Perfect Days, la recensione
In uno sforzo di mutazione cinematografica Perfect Days mescola il cinema giapponese con i gusti e lo sguardo di Wenders e crea un capolavoro
La recensione di Perfect Days, il film di Wim Wenders presentato in concorso a Cannes
Una buona parte del film è la ripetizione di queste giornate solitarie, fatte di sveglia, lavoro, un po’ di musica anni ‘70, pranzo e poi cena in chioschi locali, una passeggiata, foto agli alberi, un buon libro letto a casa e poi a dormire. Perfect Days sa trovare un milione di piccoli espedienti di vero cinema per mostrare la maniera in cui la semplicità riempia un’esistenza di piccoli piaceri, fino a ribaltare della solitudine. Non più una condanna dopo una vita di fallimento ma un traguardo. Il film sembra non iniziare mai davvero e lo fa magnificamente. È da subito un cinema umanissimo, fatto di osservazione quasi senza dialoghi, solo persone e posti guardati. Puro sguardo, dolce e personale, narrativo senza bisogno di una narrazione vera e propria. Contagioso senza nessuno sforzo apparente. I primi minuti di Wall-E estesi a metà di una storia che non inizia senza che il pubblico ne senta il bisogno ma che in realtà, lo capiremo, è già iniziata.

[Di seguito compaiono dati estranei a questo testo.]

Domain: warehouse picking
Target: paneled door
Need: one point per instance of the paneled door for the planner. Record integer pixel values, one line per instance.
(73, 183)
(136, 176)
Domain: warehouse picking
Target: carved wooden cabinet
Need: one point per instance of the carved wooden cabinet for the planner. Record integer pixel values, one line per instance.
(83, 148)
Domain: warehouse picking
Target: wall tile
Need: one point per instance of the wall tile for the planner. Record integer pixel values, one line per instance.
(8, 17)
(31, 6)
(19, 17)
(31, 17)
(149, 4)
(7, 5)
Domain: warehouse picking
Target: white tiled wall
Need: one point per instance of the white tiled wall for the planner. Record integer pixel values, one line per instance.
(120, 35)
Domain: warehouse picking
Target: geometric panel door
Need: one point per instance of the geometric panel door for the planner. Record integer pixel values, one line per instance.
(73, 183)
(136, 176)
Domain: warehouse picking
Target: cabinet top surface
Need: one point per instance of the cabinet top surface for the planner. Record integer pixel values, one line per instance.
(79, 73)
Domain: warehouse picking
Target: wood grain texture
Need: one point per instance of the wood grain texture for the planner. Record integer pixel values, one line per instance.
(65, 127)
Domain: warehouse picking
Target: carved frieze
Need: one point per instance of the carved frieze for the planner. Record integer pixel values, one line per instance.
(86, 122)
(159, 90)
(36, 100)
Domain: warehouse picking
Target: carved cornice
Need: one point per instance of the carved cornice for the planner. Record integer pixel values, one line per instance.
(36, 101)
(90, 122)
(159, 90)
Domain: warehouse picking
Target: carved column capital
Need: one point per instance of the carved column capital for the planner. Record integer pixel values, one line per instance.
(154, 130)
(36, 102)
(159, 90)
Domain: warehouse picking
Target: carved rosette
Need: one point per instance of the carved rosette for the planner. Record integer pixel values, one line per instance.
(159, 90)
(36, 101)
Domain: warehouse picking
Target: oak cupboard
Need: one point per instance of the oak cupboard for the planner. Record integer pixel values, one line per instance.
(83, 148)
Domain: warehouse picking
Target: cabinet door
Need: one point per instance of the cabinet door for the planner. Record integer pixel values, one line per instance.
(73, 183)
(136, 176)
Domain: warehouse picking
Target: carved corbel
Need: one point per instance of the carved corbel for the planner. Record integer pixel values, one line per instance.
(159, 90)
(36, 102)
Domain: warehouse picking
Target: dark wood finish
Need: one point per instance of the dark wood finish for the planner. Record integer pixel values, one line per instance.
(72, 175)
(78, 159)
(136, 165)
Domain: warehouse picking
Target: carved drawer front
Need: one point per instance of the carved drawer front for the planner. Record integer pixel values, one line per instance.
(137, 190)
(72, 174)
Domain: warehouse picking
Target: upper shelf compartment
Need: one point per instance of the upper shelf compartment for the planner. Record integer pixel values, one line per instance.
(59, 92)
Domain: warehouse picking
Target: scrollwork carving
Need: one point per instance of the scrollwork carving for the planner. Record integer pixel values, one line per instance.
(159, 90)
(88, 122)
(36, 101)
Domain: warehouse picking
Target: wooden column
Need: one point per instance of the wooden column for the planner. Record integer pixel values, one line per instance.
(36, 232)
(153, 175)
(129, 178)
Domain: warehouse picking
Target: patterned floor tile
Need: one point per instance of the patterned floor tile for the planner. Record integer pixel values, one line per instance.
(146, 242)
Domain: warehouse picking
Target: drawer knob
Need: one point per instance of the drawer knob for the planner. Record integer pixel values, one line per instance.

La cosa pazzesca di questo Perfect Days è quanto sia un film giapponese. Ispirato all’essenzialità di Ozu (il protagonista ha il nome del personaggio dell’ultimo film di Ozu), girato in un calzante 4:3, ma anche integrato nel suo contesto culturale, abbina la piccola precisione di questa città per ad una persona dall’essenza gentile e metodica, precisa e ordinata come il posto che lo contiene e che lui contribuisce a tenere pulito. Una concordanza essenziale di forma, contenuti, ambientazioni e personaggi da vero trasformista del cinema. E un finale di incredibile partecipazione giocato tutto sul volto di Koji Yakusho (che attore!), riesce quasi senza sforzo a restituire il senso ultimo della complessità del vivere, unendo l’amarezza alla passione, la tenacia alla speranza, il senso di perdita a quello opposto di fiducia nel domani. Qualcosa che le parole faticano ad esprimere ma quelle immagini hanno una facilità disarmante a esprimere.